In September 2010 the Oregon Court of Appeals rejected The City of Woodburn’s attempt to expand its urban growth boundary (the “UGB”) to add 409 acres for industrial use, concluding that the order of the Land Conservation and Development Commission’s (the “LCDC”) order approving the expansion did not adequately explain compliance with Goal 9 (economic development) and Goal 14 (conversion of rural land to urban uses). Strike one.
The City and the LCDC had proposed two new concepts to justify the size of the expansion. First, the City intended to make more sites available than would actually be developed over 20 years to provide “market choice” – an adequate inventory of sites from which potential industrial users could select. The court of appeals decided that given the variety of industries targeted and the diversity of sites in the planned expansion area, the LCDC had not adequately explained why the market choice approach complied with Goal 9.
The second new concept was that industrial users often purchase more land than they intend to develop within the 20-year planning period to allow room for future growth. The court decided that under Goal 14, local governments are not permitted to include more land than would actually be developed in 20 years.
Of course, in the site-acquisition world, market choice and demand are not new concepts at all. But for Oregon’s state-controlled land use system, the concepts are a departure from established precedents. The words “market” and “demand” do not appear in Goal 14. Market demand for a variety of sites and for oversized sites that will be only partially developed in the short term are not sufficient justification for expanding a UGB.
The LCDC reconsidered and reapproved the expansion in March 2011, finding that notwithstanding discussion of market choice in the City’s documents, the City did not actually provide market choice because it planned for only one site in each of its two largest site classes (100 acres and 50-100 acres).
In addressing the challenge from 1000 Friends of Oregon, the LCDC acknowledged that UGBs cannot be expanded beyond an indentified need for the 20-year period. It found that accounting for the surplus land purchased for later use is not providing more than a 20-year supply; rather, it is providing sites with the characteristics necessary to provide jobs. The LCDC explained how the City’s expert consultants at ECONorthwest analyzed industry needs and established an adequate factual base for the City to rely on.
The LCDC also compared Woodburn’s current situation with that of Wilsonville in 1980, when Wilsonville had large tracts of serviced industrial land close to I-5. Eighty percent of Wilsonville’s current industrial buildings were built after 1980. The LCDC found that Woodburn’s I-5 access and location between Salem and Portland made the intended industrial expansion reasonable.

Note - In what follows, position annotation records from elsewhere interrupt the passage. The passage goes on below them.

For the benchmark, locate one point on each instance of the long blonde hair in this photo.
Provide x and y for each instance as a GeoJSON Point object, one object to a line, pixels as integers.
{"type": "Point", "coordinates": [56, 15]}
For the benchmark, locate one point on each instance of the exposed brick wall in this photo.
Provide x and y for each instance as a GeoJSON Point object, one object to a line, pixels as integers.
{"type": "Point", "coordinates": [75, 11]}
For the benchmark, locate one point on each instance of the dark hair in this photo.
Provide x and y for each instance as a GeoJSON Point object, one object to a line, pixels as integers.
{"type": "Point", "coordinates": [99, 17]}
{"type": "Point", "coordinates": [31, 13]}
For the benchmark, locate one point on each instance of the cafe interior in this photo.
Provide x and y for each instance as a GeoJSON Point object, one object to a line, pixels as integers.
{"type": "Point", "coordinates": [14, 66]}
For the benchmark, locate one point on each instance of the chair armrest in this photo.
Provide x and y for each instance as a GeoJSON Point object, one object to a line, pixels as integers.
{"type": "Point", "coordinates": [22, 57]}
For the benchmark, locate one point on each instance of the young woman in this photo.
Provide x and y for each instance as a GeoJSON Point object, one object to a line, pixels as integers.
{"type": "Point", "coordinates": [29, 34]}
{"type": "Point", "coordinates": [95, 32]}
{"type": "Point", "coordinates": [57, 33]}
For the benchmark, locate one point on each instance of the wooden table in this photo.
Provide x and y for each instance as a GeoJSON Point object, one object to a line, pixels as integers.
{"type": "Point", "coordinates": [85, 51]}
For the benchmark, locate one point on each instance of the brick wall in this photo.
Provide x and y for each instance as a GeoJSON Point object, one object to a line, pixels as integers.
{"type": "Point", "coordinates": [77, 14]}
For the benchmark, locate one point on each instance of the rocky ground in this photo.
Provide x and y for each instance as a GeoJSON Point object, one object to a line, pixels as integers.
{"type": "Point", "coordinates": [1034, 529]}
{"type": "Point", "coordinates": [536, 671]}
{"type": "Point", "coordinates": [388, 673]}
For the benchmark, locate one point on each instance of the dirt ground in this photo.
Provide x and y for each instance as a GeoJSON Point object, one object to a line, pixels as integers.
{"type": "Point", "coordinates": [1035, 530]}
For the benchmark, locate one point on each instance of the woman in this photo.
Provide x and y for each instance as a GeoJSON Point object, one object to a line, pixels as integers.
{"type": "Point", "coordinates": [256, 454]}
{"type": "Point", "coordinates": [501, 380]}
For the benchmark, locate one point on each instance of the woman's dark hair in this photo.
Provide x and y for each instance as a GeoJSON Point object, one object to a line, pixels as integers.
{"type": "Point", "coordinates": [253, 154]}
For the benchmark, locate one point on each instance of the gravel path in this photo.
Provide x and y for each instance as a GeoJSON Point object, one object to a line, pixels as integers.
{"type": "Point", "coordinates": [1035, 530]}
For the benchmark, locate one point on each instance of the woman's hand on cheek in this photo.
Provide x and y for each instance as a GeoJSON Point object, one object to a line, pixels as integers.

1000 Friends of Oregon appealed the March 2011 order and the court of appeals again rejected the UGB expansion – strike two – concluding that the LCDC’s analysis was not supported by substantial reason. It did not address the LCDC’s reasoning for including surplus land purchased for later use within the UGB; rather, it faulted the LCDC for not applying that reasoning to the legal requirements.
The importance of well-written findings is an old story in land use and similar administrative proceedings. The findings and the analysis supporting them must be expressed using the specific structure and style required by particular administrative agencies. In less controversial matters, poorly drafted findings sometimes suffice, but in major cases with sophisticated opponents, scrupulous attention to the findings is crucial. In this instance, the LCDC provided 33 single-spaced pages of analysis, yet the court was unable to see the reasoning that led the LCDC from the facts to the conclusion that the UGB expansion complied with state law.
There is also an elephant in the room. 1000 Friends of Oregon asserts that the City is wrongfully expanding toward high-value farmland west of I-5 and should grow toward less valuable land on the east side of the freeway. The court of appeals has yet to respond to that assertion.
This case contrasts with a March 2013 Washington Supreme Court decision affirming Camas’ annexation of a 440-acre urban growth area, mostly for employment land. Camas and Woodburn have many similarities, including size. Camas proposed the expansion in 2005 in its Growth Management Act (“GMA”) update, which is akin to Oregon’s periodic review. Washington local governments must also perform rigorous research, weigh numerous competing land use goals, adopt findings explaining their decisions, and withstand administrative and legal appeals as occurred with Camas.
The difference is that Washington’s local governments can evaluate natural resource and employment land uses on an equal footing under the so-called “WAC Factors” and are not restricted by state laws that proscribe where and when different types of economic development can occur. Washington also allows master planning of major industrial development that requires a parcel of land larger than available urban parcels. The Washington legislature recognized in the GMA that the long-term economic development objectives might necessitate flexibility. Group MacKenzie, the Portland Business Alliance, the Port of Portland, Business Oregon, NAOIP, and Metro recently completed a study analyzing the supply of employment-based lands in the region. The conclusion of the study is dire. There simply is not enough available dirt and this hurts the region in business recruitment efforts. It may be time for Oregon to adopt some of the tools employed in Washington to combat the dearth of available employment lands. Otherwise places like Woodburn that are trying to grow jobs may face strike three.